Finding adequate freshwater in a world with an exponentially growing human population is a tricky equation to solve. Droughts can have immediate impacts on people, as well as downstream effects on agricultural and industrial production. The World Resources Institute, a research organization focused on natural resources, recently examined water supply and demand, and flagged 37 countries across the globe as facing “extremely high levels” of baseline water stress. In these countries, more than 80 percent of available water for domestic, industrial, and agricultural use is sucked up every year. It’s a precarious position to be in.


Country-focused analyses of water availability are important, according to WRI associate Paul Reig, because while a river might pass through several political boundaries, the policy decisions impacting a river’s use are often made at the national level.

Also, “many decisions that international companies are making are at a country level,” Reig says in a phone interview.

While Reig says he wasn’t that surprised by the results they found, “there were some scores that might’ve been a bit counterintuitive [to some].” Spain, for example, scored pretty high on water stress, according to WRI’s calculations.

But on the flipside, Reig says, there are countries you might think were especially thirsty that are actually doing fairly well. Egypt, for example, might conjure visions of pyramids in a scorched desert, but the country scored fairly low on WRI’s measure for baseline water stress. Reig attributes this primarily to the fact that Egypt’s population and agriculture is clustered around the Nile River.

How much does a changing climate influence present-day water stress? It’s not quite yet clear. For WRI’s analysis, the researchers used runoff data from 1958 to 2008 (to capture a wide range of years), and compared it to water demand in 2010. Teasing out to what degree climate change might contribute to a country’s water stress is hard with this dataset.

“Runoff is the end product of a number of climatic factors,” Reig says.

Water stress isn’t always a case for hopelessness. Though Singapore ranks among the highest-stressed countries on WRI’s rankings -- with no freshwater lakes or aquifers, and a dense population -- the country has already begun investing in technology to meet its water needs. Rainwater is captured, gray water is reused, and some seawater is desalinated to reduce the amount of water that needs to be imported.

Could the future see wars over water resources? The idea has been floated in many a foreign policy think-piece (and one recent James Bond movie, where a shadowy criminal organization attempts to monopolize Bolivia’s water reserves).

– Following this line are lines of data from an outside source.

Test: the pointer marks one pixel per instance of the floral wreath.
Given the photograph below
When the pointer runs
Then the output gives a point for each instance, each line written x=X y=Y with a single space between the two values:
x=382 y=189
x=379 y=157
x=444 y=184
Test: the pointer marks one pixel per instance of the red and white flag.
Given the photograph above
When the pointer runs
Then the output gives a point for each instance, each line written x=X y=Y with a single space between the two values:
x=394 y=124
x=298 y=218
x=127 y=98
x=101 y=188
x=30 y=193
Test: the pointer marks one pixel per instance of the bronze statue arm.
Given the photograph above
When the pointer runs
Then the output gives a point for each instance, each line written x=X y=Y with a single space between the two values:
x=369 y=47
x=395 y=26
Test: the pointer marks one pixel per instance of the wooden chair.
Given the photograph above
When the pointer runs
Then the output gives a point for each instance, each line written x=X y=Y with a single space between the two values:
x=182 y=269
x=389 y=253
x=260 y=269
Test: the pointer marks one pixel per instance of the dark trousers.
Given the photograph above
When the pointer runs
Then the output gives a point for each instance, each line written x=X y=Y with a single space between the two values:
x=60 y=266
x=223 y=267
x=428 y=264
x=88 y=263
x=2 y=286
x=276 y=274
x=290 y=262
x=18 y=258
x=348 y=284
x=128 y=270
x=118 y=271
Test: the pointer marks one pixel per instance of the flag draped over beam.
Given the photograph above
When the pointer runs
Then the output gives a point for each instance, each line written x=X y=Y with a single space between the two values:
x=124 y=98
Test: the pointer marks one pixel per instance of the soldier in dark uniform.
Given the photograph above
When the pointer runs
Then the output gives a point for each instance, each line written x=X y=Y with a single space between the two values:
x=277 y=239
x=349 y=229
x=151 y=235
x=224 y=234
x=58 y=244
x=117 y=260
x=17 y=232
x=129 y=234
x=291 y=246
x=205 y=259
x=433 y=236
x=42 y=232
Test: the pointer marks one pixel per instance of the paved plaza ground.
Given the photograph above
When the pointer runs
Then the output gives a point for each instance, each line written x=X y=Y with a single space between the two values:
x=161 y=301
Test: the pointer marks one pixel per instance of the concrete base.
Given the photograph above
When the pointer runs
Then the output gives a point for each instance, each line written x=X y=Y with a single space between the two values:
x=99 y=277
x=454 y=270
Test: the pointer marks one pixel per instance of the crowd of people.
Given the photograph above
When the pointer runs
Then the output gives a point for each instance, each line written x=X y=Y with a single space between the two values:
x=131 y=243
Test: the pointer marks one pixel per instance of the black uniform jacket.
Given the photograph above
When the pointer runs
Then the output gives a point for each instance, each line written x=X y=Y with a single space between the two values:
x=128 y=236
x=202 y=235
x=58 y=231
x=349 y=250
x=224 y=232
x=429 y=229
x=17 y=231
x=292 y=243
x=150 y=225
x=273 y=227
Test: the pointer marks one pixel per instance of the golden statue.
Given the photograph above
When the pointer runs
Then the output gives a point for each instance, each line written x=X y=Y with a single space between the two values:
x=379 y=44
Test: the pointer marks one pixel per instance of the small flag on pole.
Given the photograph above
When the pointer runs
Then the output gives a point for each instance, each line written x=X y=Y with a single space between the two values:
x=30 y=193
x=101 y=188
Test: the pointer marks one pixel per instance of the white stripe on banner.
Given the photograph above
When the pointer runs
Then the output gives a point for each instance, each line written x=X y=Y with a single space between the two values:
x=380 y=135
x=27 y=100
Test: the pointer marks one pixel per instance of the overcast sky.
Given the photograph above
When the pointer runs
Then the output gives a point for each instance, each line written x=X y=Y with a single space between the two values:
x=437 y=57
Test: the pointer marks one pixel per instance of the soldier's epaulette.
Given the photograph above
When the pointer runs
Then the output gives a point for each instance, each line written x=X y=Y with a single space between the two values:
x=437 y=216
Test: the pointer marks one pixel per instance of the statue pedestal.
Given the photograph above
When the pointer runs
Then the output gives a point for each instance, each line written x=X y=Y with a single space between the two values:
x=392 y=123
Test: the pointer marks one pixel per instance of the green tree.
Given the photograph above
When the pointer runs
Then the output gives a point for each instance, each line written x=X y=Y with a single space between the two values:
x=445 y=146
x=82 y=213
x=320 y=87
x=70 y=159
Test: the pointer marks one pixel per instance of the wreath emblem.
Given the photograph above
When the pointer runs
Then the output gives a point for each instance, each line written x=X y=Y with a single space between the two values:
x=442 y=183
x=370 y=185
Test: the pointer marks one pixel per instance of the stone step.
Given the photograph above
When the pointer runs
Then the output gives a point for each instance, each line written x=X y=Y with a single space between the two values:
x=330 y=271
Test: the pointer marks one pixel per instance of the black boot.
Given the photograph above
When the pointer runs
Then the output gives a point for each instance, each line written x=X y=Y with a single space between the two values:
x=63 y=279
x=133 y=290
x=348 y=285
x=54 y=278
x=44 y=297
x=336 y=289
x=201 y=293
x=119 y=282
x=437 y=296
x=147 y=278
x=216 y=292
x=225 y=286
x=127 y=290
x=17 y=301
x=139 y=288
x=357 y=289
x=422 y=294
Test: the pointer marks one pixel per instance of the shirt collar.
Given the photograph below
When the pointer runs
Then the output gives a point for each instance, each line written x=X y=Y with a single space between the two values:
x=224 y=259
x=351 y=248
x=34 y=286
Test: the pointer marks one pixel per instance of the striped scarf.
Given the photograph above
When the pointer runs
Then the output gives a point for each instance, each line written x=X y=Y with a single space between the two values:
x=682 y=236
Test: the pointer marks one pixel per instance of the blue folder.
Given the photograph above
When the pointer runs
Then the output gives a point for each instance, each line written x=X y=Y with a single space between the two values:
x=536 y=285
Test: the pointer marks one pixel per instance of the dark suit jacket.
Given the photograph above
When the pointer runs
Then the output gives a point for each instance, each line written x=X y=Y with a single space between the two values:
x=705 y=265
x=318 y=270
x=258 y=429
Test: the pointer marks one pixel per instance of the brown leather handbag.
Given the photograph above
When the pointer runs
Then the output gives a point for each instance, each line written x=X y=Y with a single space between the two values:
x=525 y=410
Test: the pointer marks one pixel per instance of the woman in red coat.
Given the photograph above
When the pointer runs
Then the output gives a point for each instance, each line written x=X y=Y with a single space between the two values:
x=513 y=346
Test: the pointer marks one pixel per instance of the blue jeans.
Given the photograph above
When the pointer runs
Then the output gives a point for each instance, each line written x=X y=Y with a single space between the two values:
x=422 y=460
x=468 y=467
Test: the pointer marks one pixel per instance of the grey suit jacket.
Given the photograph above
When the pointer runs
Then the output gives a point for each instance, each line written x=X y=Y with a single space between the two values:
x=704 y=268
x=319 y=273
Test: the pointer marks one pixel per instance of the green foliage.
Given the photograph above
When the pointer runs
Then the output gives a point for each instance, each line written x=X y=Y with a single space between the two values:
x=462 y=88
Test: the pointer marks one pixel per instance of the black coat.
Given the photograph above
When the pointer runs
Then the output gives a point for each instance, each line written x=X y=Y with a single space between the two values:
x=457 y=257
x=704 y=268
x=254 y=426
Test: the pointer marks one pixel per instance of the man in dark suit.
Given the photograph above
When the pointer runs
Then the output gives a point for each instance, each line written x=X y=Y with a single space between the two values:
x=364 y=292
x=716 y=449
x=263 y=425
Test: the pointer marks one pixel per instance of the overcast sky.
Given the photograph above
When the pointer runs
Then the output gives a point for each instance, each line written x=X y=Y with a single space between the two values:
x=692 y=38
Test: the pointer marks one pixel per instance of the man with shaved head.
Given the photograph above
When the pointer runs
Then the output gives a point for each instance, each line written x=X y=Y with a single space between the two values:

But, as Bryan Walsh notes at Time magazine, nations haven't gone to war over water outright in more than 4,500 years -- when the Mesopotamian city-states of Lagash and Umma sparred over access to the Tigris River. Even in a conflict-ridden Middle East, Israel, Jordan, and the Palestinian Authority can sit down and hammer out a deal for a large new desalination plant near the Dead Sea that will deliver drinking water to all three parties.

“When you see a number of countries all suffering from high levels of water [stress], is easy to think that that competition could escalate and turn into conflict,” Reig says. “But we think, moreso than conflict, this is going to lead to greater collaboration.”